One of the challenges a tech ministry faces is finding time and space to participate in corporate worship. The struggle is embedded in the tech's attention to their job, performing it and enabling the congregation to worship distraction-free.
As a church leader, if you see your tech team members serving frequently, or perhaps even every weekend, this means that their spirit isn't being renewed through corporate worship. I imagine this is one of the reasons tech team members so frequently express being burned out.
However, I do think that it is possible, and even necessary, for techs to participate in worship and serve in tech ministry at the same time. But for this to happen, there are some barriers that need to be lifted by the church leadership and worship ministry leaders.
I think the biggest barrier to participation in the time of worship that is taking place is the tech's lack of a thorough understanding of what's taking place during the service. If things are vaguewhat's happening next, who will be speaking, what mic they will be using, etc, the tech team can't participate.
Instead, they are worrying about what's going to happen, when it might happen, and are focusing on clues from the stage as to what's happening next. You can't be sweating the details and be engaged in worship at the same time.

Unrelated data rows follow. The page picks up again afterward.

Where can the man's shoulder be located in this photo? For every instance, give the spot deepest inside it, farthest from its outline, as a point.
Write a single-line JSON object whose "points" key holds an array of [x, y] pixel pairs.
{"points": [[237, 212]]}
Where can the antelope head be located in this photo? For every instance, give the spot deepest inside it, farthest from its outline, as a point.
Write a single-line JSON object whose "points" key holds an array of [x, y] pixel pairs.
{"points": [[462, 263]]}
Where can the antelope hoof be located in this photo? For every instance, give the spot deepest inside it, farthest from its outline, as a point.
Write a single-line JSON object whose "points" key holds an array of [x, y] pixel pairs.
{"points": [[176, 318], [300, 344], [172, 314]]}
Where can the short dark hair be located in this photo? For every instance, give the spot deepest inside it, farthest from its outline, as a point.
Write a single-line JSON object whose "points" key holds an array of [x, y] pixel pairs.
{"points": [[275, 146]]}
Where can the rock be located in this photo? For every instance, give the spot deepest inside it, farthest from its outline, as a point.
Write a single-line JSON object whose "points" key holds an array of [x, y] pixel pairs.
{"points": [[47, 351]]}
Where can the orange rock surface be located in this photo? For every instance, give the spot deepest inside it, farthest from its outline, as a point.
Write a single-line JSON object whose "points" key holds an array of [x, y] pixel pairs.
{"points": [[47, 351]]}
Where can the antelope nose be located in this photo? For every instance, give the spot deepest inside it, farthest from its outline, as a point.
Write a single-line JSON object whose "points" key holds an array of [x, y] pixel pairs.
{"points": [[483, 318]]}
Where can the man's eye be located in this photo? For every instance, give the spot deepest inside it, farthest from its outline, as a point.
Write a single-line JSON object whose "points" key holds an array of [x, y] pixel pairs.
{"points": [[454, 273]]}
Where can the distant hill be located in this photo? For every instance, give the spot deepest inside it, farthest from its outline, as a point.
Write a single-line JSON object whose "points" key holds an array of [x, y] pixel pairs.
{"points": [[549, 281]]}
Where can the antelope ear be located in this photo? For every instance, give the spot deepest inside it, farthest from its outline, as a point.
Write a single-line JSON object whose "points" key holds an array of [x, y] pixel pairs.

But when the service order is thoroughly communicated, and it's well understood what is going to happen when, where, by whom, and using what microphones, then the tech team can plan out their transitions (even pre-program their transitions) so that instead of constantly watching for the unknown, they can relax and engage in the spirit of worship.
This also has the additional benefit that the service will go far more smoothly, with the right mics being turned on at the right time.
Another barrier is not having sufficient preparation time.
If there is no sound check with the band and speakers; if the tech team doesn't know what instruments are going to be used for the service until the musicians walk in the door, this makes pre-service preparations stressful and chaotic, and often turns your first (and perhaps only) service into the tech rehearsal. Instead of participating in worship, they are trying to get the mix dialed in.
This leads to no time of worship for the tech team members, and an underwhelming experience for the congregation as well.
Advanced preparation and communication is the key to enabling your tech team to worship and not merely serve.